Page MenuHomePhabricator

Document how to set up federated Wikibase instances
Closed, ResolvedPublic

Description

Documentation should explain what components must be enabled (ie. both repo and client and required) and what configuration must be provided for Wikibase instance to be able to access entities from other repositories.

Event Timeline

Change 341514 had a related patch set uploaded (by wmde-leszek):
[mediawiki/extensions/Wikibase] Slightly expand documentation on configuring federation

https://gerrit.wikimedia.org/r/341514

Some documentation has already been thereat docs/federation.wiki. https://gerrit.wikimedia.org/r/341514 expands the existing docs a bit.

WMDE-leszek moved this task from Review to Backlog on the Wikidata-Former-Sprint-Board board.
WMDE-leszek removed a project: Patch-For-Review.

As https://gerrit.wikimedia.org/r/341514 is just being merged at this very moment, one could consider this task as done.
On the other hand it would be fair to state there is still documentation that could be improved (e.g. more high-level docs? or maybe something more technical?).
As an author of quite some part of the related code, and part of the documentation, I'd very much appreciate other commenting on the state of the documentation. If there is still room for improvements, it should be described in the task description, and should happen we state documentation is perfect, this task should be closed.
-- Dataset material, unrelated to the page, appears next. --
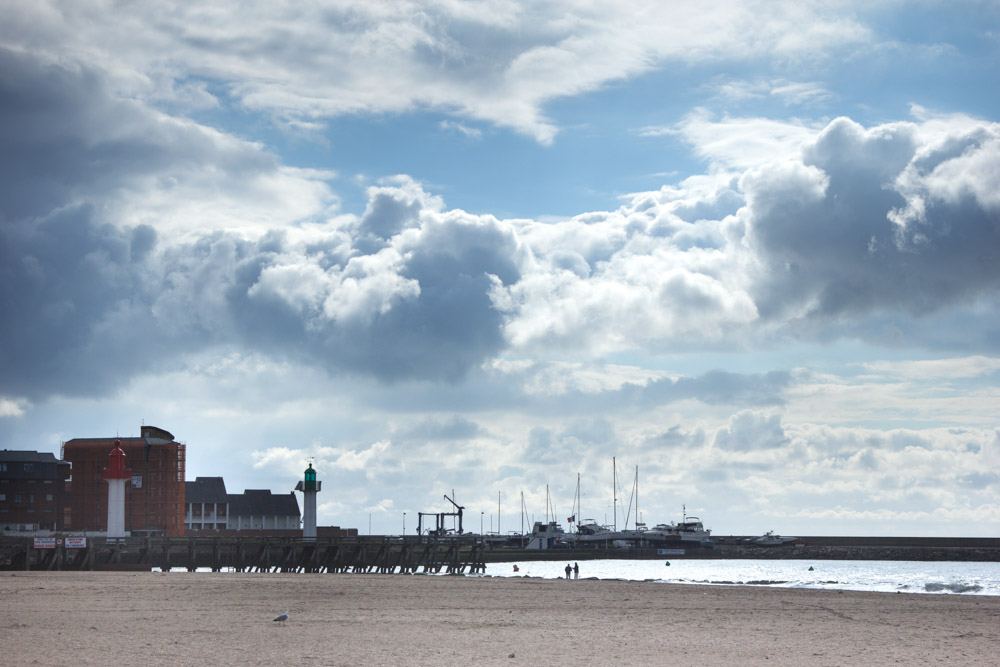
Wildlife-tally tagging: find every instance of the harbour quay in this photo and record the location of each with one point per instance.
(466, 554)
Change 341514 merged by jenkins-bot:
[mediawiki/extensions/Wikibase] Slightly expand documentation on configuring federation

https://gerrit.wikimedia.org/r/341514

Change 342615 had a related patch set uploaded (by WMDE-leszek):
[mediawiki/extensions/Wikibase] Document adding interwiki prefix for federated repos

https://gerrit.wikimedia.org/r/342615

Change 342615 merged by jenkins-bot:
[mediawiki/extensions/Wikibase] Document adding interwiki prefix for federated repos

https://gerrit.wikimedia.org/r/342615

WMDE-leszek moved this task from Doing to Backlog on the Wikidata-Former-Sprint-Board board.
WMDE-leszek removed a project: Patch-For-Review.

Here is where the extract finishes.